Валерий Попов - Иногда промелькнет
Мать не зря то и дело говорила про отца: «Ну — блаженный! Ну просто — чистый блаженный!» — то с добродушной насмешкой, то с досадой. И отец, действительно, видимо, не очень хорошо ориентировался в разного рода интригах — в результате оказался вытесняемым из Всесоюзного института растениеводства. Институт этот был знаменит, красовался на Исаакиевской площади в роскошном здании бывшего Департамента земледелия, уже тогда имел мощные международные контакты — и работать в нём, соответственно, должны были люди, знающие тонкое обхождение и политес, и одновременно — крепкие подводные связи в тех величественных зданиях, которые правили тогда, да и теперь правят, нашей жизнью. Отец явно всего этого не учитывал, наивно полагая, что в научном институте достаточно заниматься лишь наукой; а она-то как раз играла последнюю роль! Вот — связи со всеми женщинами отдела, которые при случае встанут за тебя стеной, или поездки на рыбалку со звякающими пакетами в компании сильных мира сего… это да! Всего этого отец не делал, по своей исключительной духовной лени, передавшейся, кстати, и мне: просто нет никаких сил заняться тем, что тебя абсолютно не интересует! Взирая на шустрых людей, я (как и отец) не могу избавиться от изумления: как это люди могут делать такое, что в самом страшном сне не приснится! Но — люди могли, а отец не мог, и оказался вытесняемым, дружеская его компания оказалась подобрана не из тех, кто правит… дни его в институте были сочтены — об этом они и говорили с мамой ночи напролёт: неужели ничего нельзя сделать, ведь рушится жизнь? И хмурая, встревоженная в те дни мама оказалась права в своих самых дурных предчувствиях: прежняя счастливая жизнь действительно кончалась. Поскольку научных, а также бытовых придирок к отцу было не найти, всё было сделано на уровне более высоком, как это было принято тогда. Тяжёлое словечко «надо!» было начертано на знамени эпохи — люди с каменными, суровыми лицами вызывали к себе в строгие кабинеты, и доверительно говорили: «Надо!» — и это уже не обсуждалось. При этом каменные эти люди, то и дело бросавшие людей в страшные пропасти, сами редко когда шли на какие-либо подвиги, их задачею было — кидать других и при этом как бы вдохновлять. Считалось, что слово «надо» приводит людей в бешеный экстаз, состояние счастья!
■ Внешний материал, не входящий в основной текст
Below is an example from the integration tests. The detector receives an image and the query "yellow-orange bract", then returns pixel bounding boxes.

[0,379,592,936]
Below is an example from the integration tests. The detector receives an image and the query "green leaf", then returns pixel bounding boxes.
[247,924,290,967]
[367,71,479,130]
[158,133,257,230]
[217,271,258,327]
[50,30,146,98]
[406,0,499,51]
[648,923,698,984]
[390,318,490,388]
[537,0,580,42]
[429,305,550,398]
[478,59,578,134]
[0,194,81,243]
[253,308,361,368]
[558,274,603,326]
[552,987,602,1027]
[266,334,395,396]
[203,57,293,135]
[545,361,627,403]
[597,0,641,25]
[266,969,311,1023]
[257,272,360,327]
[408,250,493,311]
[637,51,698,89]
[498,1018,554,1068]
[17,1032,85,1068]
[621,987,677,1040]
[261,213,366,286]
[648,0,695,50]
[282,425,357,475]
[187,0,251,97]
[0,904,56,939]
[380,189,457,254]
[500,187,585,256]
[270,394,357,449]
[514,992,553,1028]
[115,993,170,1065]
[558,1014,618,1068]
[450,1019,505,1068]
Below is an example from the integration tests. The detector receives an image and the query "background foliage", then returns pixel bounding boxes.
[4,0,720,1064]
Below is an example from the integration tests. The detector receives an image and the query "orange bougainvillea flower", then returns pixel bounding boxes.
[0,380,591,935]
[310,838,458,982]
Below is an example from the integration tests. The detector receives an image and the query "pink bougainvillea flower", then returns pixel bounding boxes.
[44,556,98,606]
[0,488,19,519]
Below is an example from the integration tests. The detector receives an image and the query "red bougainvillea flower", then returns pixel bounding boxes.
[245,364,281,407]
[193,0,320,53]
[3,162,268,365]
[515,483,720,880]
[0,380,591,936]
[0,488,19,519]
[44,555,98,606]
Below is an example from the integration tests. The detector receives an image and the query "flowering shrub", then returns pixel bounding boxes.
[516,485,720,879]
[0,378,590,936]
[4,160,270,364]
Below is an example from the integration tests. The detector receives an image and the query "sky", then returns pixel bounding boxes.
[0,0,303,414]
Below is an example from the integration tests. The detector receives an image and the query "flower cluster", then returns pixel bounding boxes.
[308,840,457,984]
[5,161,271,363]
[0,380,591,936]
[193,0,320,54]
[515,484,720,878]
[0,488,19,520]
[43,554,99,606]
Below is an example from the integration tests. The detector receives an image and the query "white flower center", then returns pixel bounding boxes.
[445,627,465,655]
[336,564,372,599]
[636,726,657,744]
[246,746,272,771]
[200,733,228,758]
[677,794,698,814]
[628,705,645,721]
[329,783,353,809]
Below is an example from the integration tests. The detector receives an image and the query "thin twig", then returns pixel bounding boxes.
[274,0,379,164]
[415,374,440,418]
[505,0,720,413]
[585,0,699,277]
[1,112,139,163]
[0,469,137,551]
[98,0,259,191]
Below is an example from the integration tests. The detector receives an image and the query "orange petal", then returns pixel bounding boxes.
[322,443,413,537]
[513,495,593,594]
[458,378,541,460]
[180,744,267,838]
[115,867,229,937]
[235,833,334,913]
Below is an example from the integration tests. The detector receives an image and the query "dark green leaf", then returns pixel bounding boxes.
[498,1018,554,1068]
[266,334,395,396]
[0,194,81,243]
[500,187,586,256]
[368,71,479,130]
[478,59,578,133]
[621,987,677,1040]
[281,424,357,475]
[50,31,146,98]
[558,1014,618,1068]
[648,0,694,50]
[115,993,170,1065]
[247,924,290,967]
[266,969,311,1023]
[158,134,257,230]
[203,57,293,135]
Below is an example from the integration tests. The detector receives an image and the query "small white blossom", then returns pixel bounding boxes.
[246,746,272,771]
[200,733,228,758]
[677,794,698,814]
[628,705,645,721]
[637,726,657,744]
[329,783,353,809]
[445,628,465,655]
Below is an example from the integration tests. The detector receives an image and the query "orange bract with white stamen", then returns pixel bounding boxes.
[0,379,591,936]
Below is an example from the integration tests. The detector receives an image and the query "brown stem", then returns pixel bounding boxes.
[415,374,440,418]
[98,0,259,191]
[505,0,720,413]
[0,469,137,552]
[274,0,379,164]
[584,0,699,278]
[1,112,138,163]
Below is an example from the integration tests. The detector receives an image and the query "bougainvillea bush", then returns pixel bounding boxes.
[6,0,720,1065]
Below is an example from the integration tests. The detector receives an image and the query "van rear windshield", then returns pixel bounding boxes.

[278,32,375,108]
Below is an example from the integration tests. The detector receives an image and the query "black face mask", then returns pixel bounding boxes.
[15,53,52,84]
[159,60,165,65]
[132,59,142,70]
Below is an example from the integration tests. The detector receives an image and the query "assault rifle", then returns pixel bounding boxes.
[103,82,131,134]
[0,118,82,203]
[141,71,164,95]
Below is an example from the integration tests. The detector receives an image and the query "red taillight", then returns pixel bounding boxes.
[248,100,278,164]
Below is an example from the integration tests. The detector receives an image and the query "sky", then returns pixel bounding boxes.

Конечно, мой взгляд был устремлён как всегда куда-то не туда — и драматического момента ухода отца я не помню — тем более, как это и бывает в жизни, всё было несколько размазано во времени, в пространстве и эмоциях… вроде, папа оставался с нами (как же иначе?!) — просто он работал теперь в другом месте — директором селекционной станции «Суйда», где-то за Гатчиной, примерно в двух часах езды… ничего вроде страшного… но на самом деле — всё уже безжалостно разорвалось, — хотя всё ещё продолжало пульсировать, как пульсирует некоторое время разорванное сердце.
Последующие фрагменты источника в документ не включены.